Quando eu era criança, costumava fechar a porta do meu quarto para narrar futebol em voz alta com maior liberdade. Minha irmã me enchia o saco, dizendo para eu parar de inventar aquilo. Narrava jogos espetaculares onde o Inter vingava-se de todas as humilhações que o Grêmio nos submetia naqueles anos 60. Era uma vida interior movimentada, que fazia minha garganta doer pelo esforço de gritar tantos gols. Também sonhava com jogos, escrevia escalações, contratava jogadores inatingíveis – muitas vezes era um deles — e fazia cálculos, anotando num caderno vermelho todos os jogos dos campeonatos que o Inter participava. Era uma coisa meio demente, ainda mais num tempo em que o Campeonato Gaúcho valia alguma coisa e em que o Grêmio havia vencido 12 dos últimos 13. Era uma tragédia ter 11 anos naquele 1968 que terminaria com o AI-5. Mas tinha certeza que os anos me fariam melhorar. Minha mãe também.

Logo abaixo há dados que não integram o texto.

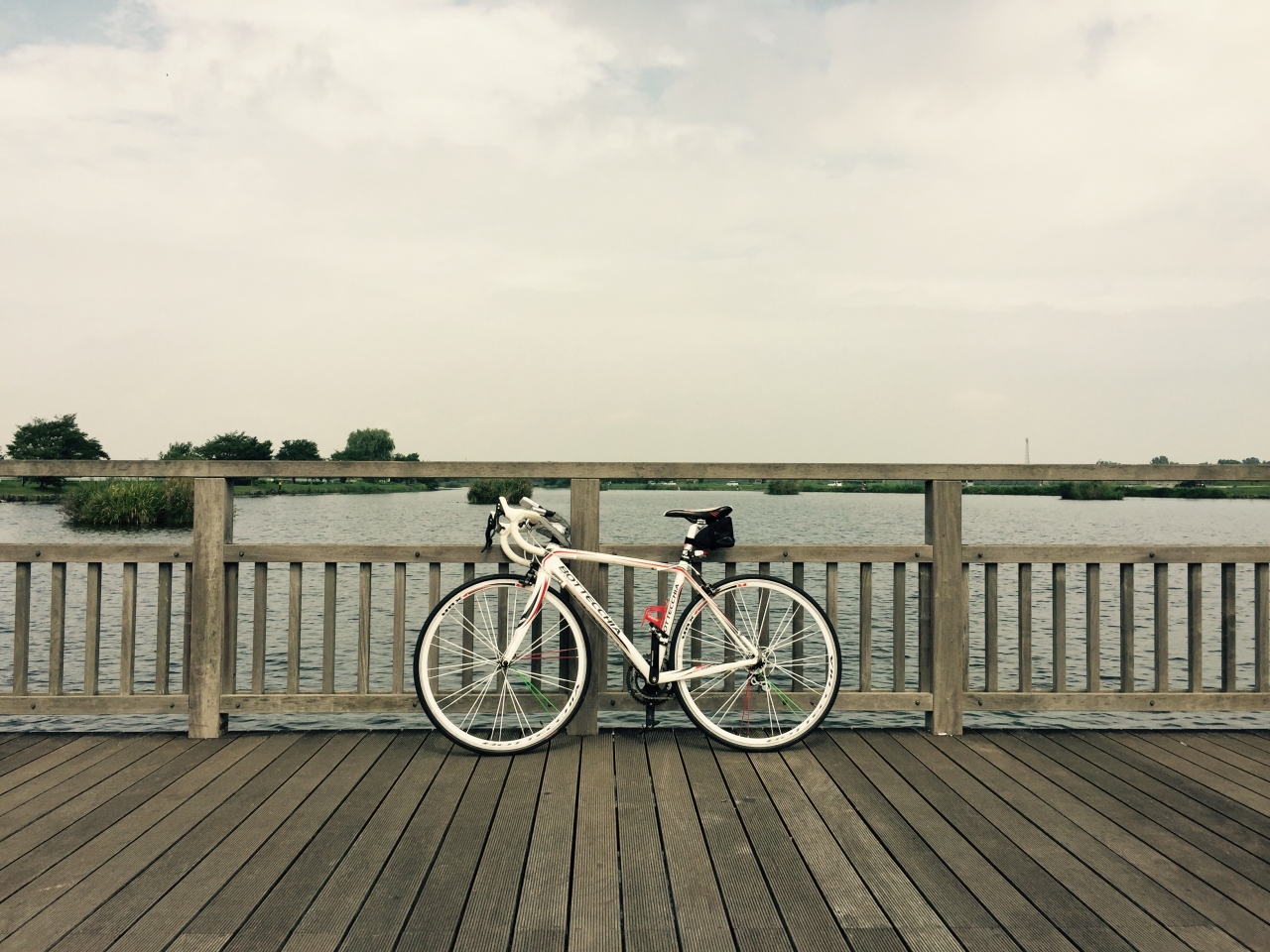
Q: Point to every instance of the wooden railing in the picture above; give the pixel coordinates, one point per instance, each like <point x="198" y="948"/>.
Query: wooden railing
<point x="223" y="670"/>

É, mas não mudou muito. É um grave defeito de fabricação. Vocês não me pegarão mais aos berros no meu quarto – ainda mais se estiver acompanhado –, mas minha vida interior, quando não estou submetido a estresse, inclui aquele momento em que passo a pensar no próximo jogo, na próxima escalação e, ainda, nas próximas jogadas. Entro no elevador e de repente vejo D`Alessandro pisando na bola, retardando o ataque… Aquilo me irrita e já saio do elevador preocupado. No dia seguinte, acordo e de cara levantam uma bola em nossa área. Sandro salva e partimos para um contra-ataque com Taison e Nilmar: gol certo enquanto escovo os dentes.
Acho que há pessoas que pensam em dinheiro e mulheres o tempo inteiro — eu até perco muito tempo também nisso –, mas a vida interior do torcedor de futebol é um pouco diferente. Claro que todo este interesse está associado a um clube que amamos e que, por definição, é mais importante do que todos os outros. E quando este clube tem um inimigo, este será o mais odioso e horrendo – e sifilítico e purulento e idiota e filha da puta e a nossa cara. Sim, acabo de descrever sucintamente o Grêmio.

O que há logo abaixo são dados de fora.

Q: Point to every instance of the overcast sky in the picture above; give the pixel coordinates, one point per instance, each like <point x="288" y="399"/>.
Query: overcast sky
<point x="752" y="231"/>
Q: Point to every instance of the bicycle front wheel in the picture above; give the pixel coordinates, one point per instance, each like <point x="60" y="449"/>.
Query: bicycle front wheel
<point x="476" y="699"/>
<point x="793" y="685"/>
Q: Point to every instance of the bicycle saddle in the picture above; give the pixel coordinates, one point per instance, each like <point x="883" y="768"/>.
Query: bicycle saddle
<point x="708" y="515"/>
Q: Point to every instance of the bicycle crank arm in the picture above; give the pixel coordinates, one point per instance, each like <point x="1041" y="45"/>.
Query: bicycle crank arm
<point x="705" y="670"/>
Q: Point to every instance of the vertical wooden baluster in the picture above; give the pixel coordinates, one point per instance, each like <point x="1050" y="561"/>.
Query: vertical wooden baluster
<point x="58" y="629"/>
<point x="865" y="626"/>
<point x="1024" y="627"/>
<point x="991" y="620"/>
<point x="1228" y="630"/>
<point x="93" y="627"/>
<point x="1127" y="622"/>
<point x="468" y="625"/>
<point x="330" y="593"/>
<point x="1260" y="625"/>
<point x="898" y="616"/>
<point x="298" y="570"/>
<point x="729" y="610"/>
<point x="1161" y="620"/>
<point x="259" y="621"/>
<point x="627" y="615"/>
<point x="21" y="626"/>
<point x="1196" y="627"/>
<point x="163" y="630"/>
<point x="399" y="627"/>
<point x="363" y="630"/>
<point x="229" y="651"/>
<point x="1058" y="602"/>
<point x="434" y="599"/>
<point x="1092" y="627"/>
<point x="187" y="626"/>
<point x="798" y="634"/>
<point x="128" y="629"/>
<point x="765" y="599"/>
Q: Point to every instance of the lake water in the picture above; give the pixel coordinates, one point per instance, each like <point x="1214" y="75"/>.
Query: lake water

E então este clube faz cem anos, contingência inevitável para quem, mesmo endividado, não morre e a gente fica todo bobo, achando que o dia 4 de abril nos oferecerá vales onde correm o leite e o mel, com 11.000 virgens amorosas vertendo Baileys das tetas. Confesso que balancei quando meu sobrinho me convidou para ir ao jantar do centenário, mas recuei ao saber que custava R$ 200,00. Também não me entusiasmei pelos tais fogos — quase sempre fecho minhas noites de sextas-feiras em cinemas –, mas achei legal a coisa da caminhada até o Beira-rio no sábado, a tal Marcha do Centenário.

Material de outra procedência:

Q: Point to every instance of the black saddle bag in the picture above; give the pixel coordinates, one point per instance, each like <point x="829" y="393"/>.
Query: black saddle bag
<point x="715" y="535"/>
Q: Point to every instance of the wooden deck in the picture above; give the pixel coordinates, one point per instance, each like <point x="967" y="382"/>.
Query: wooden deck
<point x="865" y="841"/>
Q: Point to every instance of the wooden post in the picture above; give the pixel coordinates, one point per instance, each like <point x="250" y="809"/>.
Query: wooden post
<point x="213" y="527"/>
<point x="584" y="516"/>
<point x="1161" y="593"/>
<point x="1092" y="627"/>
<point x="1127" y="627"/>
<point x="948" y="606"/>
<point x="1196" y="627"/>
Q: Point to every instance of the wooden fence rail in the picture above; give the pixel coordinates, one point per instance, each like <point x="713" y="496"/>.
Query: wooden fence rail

Fiquei indignado quando um pessoal aí, os quais são indiscutivelmente os maiores representantes das torcidas gaúchas (preciso indicar a ironia?), convidaram o prefeito gremista para a caminhada e ameaçaram até com a Yeda. Céus, que gente mais sem noção! Para que misturar a mais simples das comemorações – a procissão de colorados do incerto local onde o clube foi fundado até o Beira-Rio – com mais uma tentativa desesperada de manter a troca de favores com o poder? E eles seriam retaliados, vaiados, precisariam de seguranças. Nosso momento cívico ficaria uma merda.
Sim, eu disse cívico, pois colorado é o que sou. Se habito fisicamente a Rua Gaurama, tenho uma segunda vida com endereço aqui; se tenho um telefone, também tenho e-mail; se sou Suda de modo geral, sou especificamente brasileiro; se tenho o futebol em minha vida interior — assim como tenho a Gaurama, o blog, o número do telefone, o endereço de e-mail, a Suda e o Brasil — esta se foca repetida e especificamente para o Inter. O Inter e seus grandes times moram em mim, completam um século neste sábado e é fato dos mais dignos de celebração que eu possa imaginar, mesmo que tenha achado todos os outros centenários (principalmente aquele) manifestações ridículas e sentimentalóides, sem intersecção com nosso centenário. Não tinha pensado nisso, mas devo me comover na caminhada. Afinal, ninguém consegue ser crítico de si mesmo e o Inter, sei, sou eu.